As a developer, having the ability to quickly and reliably download files from the internet is critical. The open-source wget command offers advanced file download capabilities that every developer should have in their toolkit.
In this comprehensive guide, we will dive deep into using wget in the Windows PowerShell environment. Whether you are looking to mirror websites, resume failed downloads, or tweak low-level options, this guide has you covered. Follow along as we explore real-world examples and unlock the full potential of PowerShell‘s wget alias.
An Introduction to wget
Wget originated as command line utility on Linux and UNIX platforms for downloading content from the web. Some of the notable features include:
- Ability to download files from HTTP, HTTPS, and FTP servers
- Resumable downloads for large files or unreliable connections
- Recursive mirroring of entire folder structures and websites
- Customizable number of connection retries and timeouts
- Bandwidth throttling for managing bandwidth utilization
- No external library dependencies – runs solely from command line
As a developer, having these advanced networking capabilities built directly into the command line unlocks new levels of automation and simplifies the process of moving files between systems.
Fortunately, Microsoft made wget available in PowerShell 3.0 and beyond by essentially aliasing it to Invoke-WebRequest
. When you run the wget command, PowerShell handles everything seamlessly in the background.
Now let‘s explore some practical examples and functionality provided by wget in PowerShell.
Downloading a Single File
The most basic wget usage scenario is downloading a file from a web server to your local system.
Here is a simple example to download an ISO image file:
wget https://distrowatch.com/table.php?distribution=garuda
By default this will save the target file to your current working directory with the filename from the URL (in this case table.php).
You can also explicitly define the local output filename and path like so:
wget https://distrowatch.com/table.php?distribution=garuda -OutFile C:\Users\John\Downloads\garuda.html
When downloading a single resource, wget and PowerShell behave very similarly to simply calling the file directly in your browser. However, the main advantage is avoiding the interactive user interface and enabling scripted automation.
Measuring Download Speeds
One neat trick developers love is benchmarking download speeds using wget‘s built-in timing metrics.
Use the --output-file
argument to log bandwidth metrics to a text file:
wget https://speed.hetzner.de/1GB.bin --output-file=speed-log.txt
This will save download timing information including the bytes transferred and overall speed:
2022-07-27 16:21:03 (1.01 MB/s) - ‘1GB.bin’ saved [1073741824/1073741824]
By running against a large test file on a server with plenty of bandwidth, you can accurately measure the maximum download capabilities of your internet connection.
This is extremely useful when profiling new infrastructure or troubleshooting performance.
Resuming Failed Downloads
One of wget‘s killer features is the ability resume failed downloads from where they left off. This saves you from having to restart from 0% when file transfers get unexpectedly interrupted.
To resume a partial download from a remote server, use wget‘s -c
flag:
wget -c https://releases.ubuntu.com/22.04/ubuntu-22.04.1-live-server-amd64.iso
As long as the server supports byte serving, wget will add the Range
header to continue from the previous byte position rather than starting over.

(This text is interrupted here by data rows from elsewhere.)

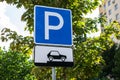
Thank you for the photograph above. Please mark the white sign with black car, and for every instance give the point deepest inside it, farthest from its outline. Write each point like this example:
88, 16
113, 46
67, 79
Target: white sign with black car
53, 56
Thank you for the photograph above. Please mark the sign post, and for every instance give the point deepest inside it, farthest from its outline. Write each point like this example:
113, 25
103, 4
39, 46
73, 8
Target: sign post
53, 73
53, 37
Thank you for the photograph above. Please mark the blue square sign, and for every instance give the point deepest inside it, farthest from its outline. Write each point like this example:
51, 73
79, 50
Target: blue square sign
53, 26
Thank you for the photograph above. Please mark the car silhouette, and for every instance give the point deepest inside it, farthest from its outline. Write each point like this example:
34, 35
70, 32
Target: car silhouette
53, 54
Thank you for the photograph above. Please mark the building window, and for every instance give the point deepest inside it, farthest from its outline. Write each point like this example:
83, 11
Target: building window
110, 12
117, 16
113, 1
109, 3
116, 6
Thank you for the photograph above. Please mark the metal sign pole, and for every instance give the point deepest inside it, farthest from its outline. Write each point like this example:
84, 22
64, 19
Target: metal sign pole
53, 73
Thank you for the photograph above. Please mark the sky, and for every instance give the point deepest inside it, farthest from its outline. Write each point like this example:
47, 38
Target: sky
10, 17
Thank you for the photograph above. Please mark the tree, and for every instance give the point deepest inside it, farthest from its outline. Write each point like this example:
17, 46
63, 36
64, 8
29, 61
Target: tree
87, 52
14, 65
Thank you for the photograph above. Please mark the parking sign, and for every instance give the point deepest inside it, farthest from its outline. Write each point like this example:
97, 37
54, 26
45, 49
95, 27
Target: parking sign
53, 26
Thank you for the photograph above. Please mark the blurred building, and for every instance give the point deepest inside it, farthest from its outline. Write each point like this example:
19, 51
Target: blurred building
111, 9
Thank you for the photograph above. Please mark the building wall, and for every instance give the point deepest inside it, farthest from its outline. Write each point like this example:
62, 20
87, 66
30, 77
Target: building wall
108, 8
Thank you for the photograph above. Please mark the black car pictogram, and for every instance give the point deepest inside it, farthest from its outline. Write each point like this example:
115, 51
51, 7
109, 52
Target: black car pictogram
53, 54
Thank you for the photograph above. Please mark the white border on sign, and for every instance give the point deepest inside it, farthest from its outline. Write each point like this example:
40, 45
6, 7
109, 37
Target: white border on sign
52, 8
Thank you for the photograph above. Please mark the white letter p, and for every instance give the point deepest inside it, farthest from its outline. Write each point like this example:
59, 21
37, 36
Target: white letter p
50, 27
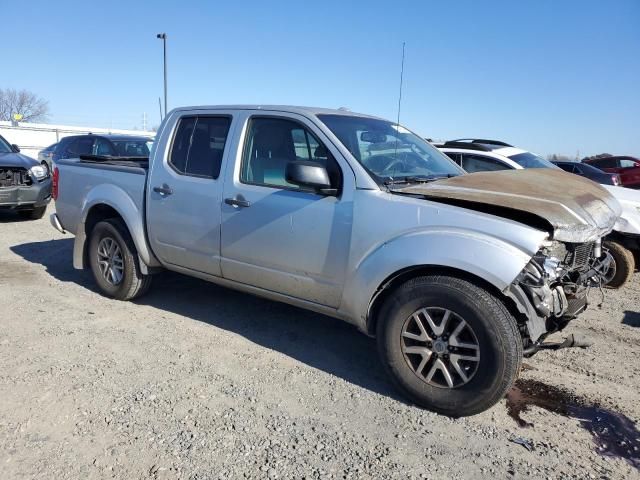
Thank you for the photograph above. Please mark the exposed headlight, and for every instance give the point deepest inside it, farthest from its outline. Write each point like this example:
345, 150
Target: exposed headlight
39, 172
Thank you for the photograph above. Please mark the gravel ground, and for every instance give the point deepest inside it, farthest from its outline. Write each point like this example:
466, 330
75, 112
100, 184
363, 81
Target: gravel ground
196, 381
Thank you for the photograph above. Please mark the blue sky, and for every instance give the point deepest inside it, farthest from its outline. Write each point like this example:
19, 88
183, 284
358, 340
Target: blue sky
550, 76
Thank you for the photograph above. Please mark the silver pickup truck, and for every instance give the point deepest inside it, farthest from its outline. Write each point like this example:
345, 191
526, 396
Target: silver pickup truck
458, 276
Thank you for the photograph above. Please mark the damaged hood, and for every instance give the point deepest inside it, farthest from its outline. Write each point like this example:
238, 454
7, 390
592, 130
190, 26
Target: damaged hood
11, 159
574, 209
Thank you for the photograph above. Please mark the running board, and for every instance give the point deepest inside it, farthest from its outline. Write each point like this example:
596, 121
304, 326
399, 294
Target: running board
571, 341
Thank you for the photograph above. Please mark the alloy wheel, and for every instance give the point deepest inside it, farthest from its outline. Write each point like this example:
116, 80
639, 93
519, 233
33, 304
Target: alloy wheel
110, 261
440, 347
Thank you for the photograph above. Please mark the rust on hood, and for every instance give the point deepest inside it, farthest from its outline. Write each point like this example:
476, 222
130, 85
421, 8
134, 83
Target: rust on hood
577, 210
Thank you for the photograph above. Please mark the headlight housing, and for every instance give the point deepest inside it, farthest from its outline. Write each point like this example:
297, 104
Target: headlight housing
39, 172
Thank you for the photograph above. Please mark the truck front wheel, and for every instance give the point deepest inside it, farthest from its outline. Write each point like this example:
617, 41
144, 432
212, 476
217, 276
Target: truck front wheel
449, 345
113, 260
622, 267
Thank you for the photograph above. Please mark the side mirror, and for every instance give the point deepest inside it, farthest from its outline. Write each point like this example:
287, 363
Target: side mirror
310, 175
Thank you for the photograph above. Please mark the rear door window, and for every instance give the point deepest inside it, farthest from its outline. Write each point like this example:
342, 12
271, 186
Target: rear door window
198, 145
103, 147
478, 163
627, 163
272, 143
567, 167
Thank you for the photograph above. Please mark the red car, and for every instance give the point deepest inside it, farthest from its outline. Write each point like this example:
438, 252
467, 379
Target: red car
627, 167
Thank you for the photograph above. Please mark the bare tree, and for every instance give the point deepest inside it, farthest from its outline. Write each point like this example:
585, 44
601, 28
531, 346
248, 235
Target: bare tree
22, 102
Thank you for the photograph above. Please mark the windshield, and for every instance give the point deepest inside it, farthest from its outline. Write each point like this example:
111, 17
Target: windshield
388, 151
4, 146
531, 160
132, 148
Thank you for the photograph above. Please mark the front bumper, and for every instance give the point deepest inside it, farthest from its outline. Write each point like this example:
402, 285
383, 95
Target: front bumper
27, 196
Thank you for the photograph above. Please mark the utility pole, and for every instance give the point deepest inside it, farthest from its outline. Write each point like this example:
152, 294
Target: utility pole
163, 37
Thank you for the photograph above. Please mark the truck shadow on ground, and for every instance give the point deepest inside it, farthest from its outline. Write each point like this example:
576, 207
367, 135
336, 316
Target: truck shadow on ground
11, 216
319, 341
631, 318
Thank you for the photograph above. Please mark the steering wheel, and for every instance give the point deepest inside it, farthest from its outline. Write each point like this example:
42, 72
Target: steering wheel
395, 163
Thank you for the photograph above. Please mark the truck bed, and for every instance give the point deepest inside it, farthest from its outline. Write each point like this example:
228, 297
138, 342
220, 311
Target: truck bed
85, 181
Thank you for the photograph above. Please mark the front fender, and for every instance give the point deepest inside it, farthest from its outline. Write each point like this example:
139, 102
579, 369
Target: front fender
495, 260
118, 199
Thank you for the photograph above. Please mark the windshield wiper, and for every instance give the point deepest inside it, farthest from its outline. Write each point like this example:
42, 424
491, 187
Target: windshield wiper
417, 179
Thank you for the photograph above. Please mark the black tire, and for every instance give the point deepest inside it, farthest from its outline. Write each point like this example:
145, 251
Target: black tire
624, 264
33, 214
495, 329
133, 283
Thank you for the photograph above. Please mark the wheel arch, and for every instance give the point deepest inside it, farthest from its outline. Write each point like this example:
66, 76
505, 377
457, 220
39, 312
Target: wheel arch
394, 281
489, 261
99, 207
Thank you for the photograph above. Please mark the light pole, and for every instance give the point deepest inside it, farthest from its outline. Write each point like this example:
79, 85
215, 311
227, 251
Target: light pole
163, 37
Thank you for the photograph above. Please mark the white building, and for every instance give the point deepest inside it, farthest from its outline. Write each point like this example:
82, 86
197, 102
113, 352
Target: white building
33, 137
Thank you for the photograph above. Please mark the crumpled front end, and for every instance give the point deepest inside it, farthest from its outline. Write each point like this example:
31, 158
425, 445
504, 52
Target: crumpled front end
553, 287
568, 207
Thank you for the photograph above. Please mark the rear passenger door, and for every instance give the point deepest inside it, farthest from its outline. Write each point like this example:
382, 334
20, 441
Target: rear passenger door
481, 163
184, 193
79, 146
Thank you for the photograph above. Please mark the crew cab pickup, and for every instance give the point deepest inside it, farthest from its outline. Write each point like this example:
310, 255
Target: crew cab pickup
458, 276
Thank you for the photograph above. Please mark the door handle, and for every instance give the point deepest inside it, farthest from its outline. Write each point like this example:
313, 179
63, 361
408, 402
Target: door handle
164, 190
237, 202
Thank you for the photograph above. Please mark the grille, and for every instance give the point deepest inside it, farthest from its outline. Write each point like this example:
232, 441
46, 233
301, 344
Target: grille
578, 256
14, 177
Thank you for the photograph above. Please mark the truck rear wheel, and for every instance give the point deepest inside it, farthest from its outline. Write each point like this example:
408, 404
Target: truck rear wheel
113, 260
622, 267
449, 345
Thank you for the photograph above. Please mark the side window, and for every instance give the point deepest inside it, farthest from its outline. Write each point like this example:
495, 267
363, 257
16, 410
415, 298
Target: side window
181, 144
103, 147
80, 146
606, 163
567, 167
454, 156
478, 163
271, 143
198, 145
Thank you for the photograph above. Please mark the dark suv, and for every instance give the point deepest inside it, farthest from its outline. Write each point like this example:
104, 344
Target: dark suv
627, 167
25, 184
113, 145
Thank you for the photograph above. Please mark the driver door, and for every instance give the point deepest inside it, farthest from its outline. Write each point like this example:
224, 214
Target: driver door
275, 235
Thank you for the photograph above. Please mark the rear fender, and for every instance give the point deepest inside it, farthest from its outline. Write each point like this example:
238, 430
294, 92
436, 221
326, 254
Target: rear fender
490, 258
116, 198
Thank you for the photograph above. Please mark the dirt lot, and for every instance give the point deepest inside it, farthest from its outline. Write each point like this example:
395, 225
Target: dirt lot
199, 382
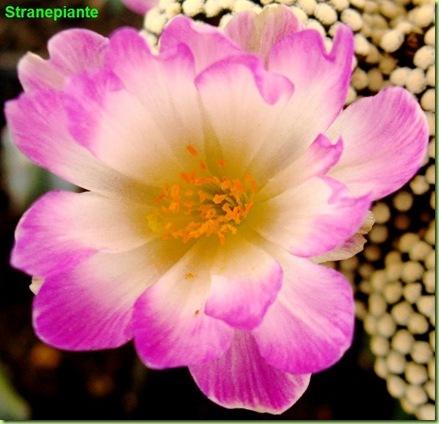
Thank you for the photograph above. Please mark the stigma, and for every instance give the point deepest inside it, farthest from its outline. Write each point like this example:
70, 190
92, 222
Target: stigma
201, 204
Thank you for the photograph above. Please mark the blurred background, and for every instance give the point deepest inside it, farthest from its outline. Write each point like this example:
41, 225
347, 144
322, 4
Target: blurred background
389, 372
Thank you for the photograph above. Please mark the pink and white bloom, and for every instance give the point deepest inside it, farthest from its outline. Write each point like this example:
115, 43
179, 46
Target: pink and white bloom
219, 172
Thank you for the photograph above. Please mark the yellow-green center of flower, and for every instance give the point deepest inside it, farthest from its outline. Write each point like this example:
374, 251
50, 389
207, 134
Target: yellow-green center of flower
202, 204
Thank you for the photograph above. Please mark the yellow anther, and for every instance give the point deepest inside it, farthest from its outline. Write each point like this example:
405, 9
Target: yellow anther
202, 204
192, 150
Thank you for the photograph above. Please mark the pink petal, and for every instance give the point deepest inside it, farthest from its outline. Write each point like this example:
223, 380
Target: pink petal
317, 160
71, 51
258, 33
207, 43
385, 142
241, 378
310, 326
321, 81
351, 247
155, 111
140, 6
63, 228
170, 328
242, 102
313, 218
90, 306
245, 281
39, 127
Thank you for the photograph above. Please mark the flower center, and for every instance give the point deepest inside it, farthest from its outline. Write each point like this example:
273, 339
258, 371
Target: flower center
201, 204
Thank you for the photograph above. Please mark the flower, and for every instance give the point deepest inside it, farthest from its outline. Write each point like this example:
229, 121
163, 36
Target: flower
218, 173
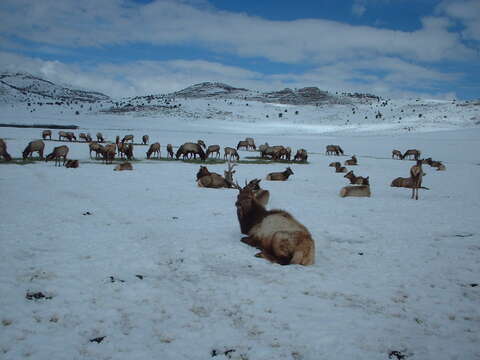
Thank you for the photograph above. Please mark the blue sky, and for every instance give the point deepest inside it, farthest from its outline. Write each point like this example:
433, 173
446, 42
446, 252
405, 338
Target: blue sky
393, 48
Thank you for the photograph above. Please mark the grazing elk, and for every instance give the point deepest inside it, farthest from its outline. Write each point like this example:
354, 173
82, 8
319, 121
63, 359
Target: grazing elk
170, 150
188, 149
57, 153
230, 153
412, 152
355, 190
352, 161
34, 146
123, 166
154, 149
280, 176
397, 154
301, 155
277, 234
357, 180
47, 133
3, 150
213, 149
72, 164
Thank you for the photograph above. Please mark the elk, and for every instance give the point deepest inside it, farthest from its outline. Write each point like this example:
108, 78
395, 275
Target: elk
170, 150
357, 180
3, 150
154, 148
397, 154
72, 164
301, 155
57, 153
213, 149
280, 176
412, 152
230, 152
278, 235
34, 146
190, 148
355, 190
47, 133
123, 166
352, 161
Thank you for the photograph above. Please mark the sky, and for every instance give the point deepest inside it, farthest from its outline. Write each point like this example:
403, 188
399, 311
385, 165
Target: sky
391, 48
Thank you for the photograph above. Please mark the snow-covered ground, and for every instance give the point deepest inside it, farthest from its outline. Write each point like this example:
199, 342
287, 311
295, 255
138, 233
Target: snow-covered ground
154, 265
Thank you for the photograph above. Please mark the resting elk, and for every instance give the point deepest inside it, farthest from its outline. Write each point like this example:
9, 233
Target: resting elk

Automating Download Retries
Taking this one step further, you can configure automatic download retries by specifying --tries=N
.
For example, this command will attempt the download 20 times before considering it a failure:
wget --tries=20 https://download.visualstudio.microsoft.com/download/pr/c4fef23e-cc45-4836-9544-70e213134bc8/1ee5717e9a1e05315b7dc868a629e602/dotnet-sdk-6.0.100-win-x64.exe
Combine this with scheduled task automation, and you have a resilient system for attempting downloads even across system restarts!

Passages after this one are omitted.